Door opens for new competition in the domain name world

On June 20, 2011, ICANN (Internet Corporation for Assigned Names and Numbers), the international body that regulates domain names, approved the implementation of a procedure for the adoption of new generic top level domain names (gTLD).  Generic top level domain names are the letters to the right of the dot in a domain name, such as .com, .net, and .org.  Prior to this action, there were 22 generic top level domain names, but now there could be potentially thousands of new gTLDs.  According to ICANN, “Internet address names will be able to end with almost any word in any language, offering organizations around the world the opportunity to market their brand, products, community or cause in new and innovative ways.”

New gTLDs will be assigned based on a complex and expensive application procedure.  The initial filing fee is $185,000, and there is an annual fee of $25,000.  These are in addition to other application fees in some cases, and other expenses as well.  The application procedure guidebook is approximately 350 pages.  Applications may be filed between January 12, 2012 and April 12, 2012.  There may be additional rounds of applications, but the first will be the most critical, and it is not certain there will be additional rounds.  According to http://dot-nxt.com/applicants, there are currently already over 120 applications that will be filed during the application period, and some of the anticipated names are .mls, .music, .hotel, .canon, .hitachi, and .vegas.

One of the important objectives of ICANN in adopting the new gTLD was to avoid cybersquatting, and other trademark and intellectual property infringement.  In the early days of the Internet and the use of domain names, cybersquatting became a significant problem, and finding remedies was a challenge.  In response, Congress passed the Anticybersquatting Consumer Protection Act, and ICANN adopted the Uniform Dispute Resolution Procedure.  Under the new procedure, the application fee alone will be a significant deterrent, but there are other procedures and protections built in as well.  Not only will the application process attempt, through an evaluation procedure, to identify any potential infringement and misuse, but there will be procedures for third parties to protect their own intellectual property and other rights.  The policy includes a trademark clearinghouse and sunrise procedure, as well as dispute resolution procedures.  However, there is no crystal ball to identify what problems will arise, and how successful these procedures will be in protecting rights and avoiding problems.

The adoption of this new policy and the implementation of new gTLD could be revolutionary.  Consumers will no longer be left to finding products and services using potentially confusing second level domain names and domain names.  For example, a search for a Nissan automobile at nissan.com will be disappointing.  Computer products and messages about Nissan Motor’s litigation against Nissan Computer are available at Nissan.com, but Nissan automobiles will only be found at nissanusa.com.  Nissan Motors may be highly motivated to apply for the new gTLD .nissan to avoid the problem going forward.  Brand owners will have a unique opportunity to secure a strong position on the Internet, and will no longer need to compete with others for domain names within the .com gTLD.  Communities of people and organizations may have a unique and strong presence online, such as organizations supporting a .eco gTLD.
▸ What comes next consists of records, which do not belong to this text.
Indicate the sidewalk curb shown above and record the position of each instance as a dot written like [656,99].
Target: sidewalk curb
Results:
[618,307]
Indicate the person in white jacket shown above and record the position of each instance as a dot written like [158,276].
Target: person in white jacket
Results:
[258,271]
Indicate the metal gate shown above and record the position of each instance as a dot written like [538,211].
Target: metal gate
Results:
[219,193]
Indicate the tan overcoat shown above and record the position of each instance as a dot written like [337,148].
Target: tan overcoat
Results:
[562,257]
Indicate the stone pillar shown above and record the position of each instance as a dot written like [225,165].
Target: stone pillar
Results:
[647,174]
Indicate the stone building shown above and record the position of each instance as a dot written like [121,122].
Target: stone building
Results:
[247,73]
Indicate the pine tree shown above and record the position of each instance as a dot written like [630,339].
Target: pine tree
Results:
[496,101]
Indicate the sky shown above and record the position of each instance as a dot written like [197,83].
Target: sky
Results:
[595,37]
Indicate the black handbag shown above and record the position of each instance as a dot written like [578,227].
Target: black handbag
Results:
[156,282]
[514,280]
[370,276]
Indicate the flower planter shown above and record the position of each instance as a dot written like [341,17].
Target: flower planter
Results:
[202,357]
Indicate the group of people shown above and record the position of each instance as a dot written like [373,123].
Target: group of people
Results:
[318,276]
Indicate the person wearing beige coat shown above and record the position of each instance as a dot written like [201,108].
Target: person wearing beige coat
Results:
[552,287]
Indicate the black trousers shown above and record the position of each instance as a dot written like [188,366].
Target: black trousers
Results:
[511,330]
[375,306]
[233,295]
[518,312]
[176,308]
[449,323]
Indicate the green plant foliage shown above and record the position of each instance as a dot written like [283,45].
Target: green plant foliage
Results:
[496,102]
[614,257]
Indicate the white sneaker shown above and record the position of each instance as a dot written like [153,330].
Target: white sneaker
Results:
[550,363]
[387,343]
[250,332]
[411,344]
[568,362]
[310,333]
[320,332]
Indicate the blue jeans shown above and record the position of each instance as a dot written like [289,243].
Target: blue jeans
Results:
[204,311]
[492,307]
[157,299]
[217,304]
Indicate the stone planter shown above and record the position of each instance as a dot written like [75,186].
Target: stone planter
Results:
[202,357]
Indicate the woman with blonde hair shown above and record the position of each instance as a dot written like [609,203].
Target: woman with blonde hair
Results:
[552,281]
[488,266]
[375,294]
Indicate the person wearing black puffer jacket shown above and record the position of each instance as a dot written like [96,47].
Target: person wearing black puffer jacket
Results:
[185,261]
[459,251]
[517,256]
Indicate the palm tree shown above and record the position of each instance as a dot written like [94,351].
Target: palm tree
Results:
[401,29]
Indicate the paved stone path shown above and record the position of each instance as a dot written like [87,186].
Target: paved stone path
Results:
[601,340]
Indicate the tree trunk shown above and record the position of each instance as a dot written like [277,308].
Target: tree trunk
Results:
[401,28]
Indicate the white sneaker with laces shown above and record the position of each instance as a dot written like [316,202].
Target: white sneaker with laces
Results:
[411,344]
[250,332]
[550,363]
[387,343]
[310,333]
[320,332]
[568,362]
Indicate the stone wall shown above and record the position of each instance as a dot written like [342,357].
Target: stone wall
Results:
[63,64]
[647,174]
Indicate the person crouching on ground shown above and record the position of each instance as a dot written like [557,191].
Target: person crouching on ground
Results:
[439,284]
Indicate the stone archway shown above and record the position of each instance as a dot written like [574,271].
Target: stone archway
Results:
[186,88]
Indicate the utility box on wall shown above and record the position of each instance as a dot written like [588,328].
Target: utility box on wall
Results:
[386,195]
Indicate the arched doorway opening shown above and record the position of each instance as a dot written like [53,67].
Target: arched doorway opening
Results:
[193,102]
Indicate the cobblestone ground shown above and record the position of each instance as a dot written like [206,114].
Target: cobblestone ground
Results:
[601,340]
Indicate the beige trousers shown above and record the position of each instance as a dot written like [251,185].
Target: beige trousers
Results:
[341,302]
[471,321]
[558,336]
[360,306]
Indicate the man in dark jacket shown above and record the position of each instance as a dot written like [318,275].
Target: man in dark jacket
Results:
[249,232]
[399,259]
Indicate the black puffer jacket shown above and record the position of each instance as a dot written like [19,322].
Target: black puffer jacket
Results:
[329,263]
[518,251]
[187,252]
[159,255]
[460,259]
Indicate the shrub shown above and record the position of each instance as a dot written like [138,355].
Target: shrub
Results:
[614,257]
There are at least two significant implications for brand owners and others doing business in an online world.  Businesses need to seriously consider either banding together with others to develop a community or generic domain name, such as financial institutions adopting the gTLD .bank, or consider adopting a brand gTLD, such as .canon or .deloite.  However, applying for and adopting a new gTLD will not be for everyone.  In addition, brand owners will need to be vigilant in making sure that others do not trample on their rights when adopting new gTLD, and take appropriate action.  Some appropriate actions are to monitor applications filed, submit comments to ICANN on applicable applications, including as part of a community, file objections and lawsuits, if necessary, and participate in other procedures, including trademark clearinghouse and sunrise procedures.  This significant development is also a good opportunity to review current online brand strategies to see if any changes or modifications are appropriate.

Significant changes in the world of the Internet, in addition to bringing positive changes, also usually yield unintended consequences.  Unintended consequences are likely with the venture as well.  But, the potential for brand and community awareness is huge.  Brand owners and community participants will need to be vigilant and aware of developments and the implications for them as this policy and application process unfold, and new gTLDs launch in cyberspace.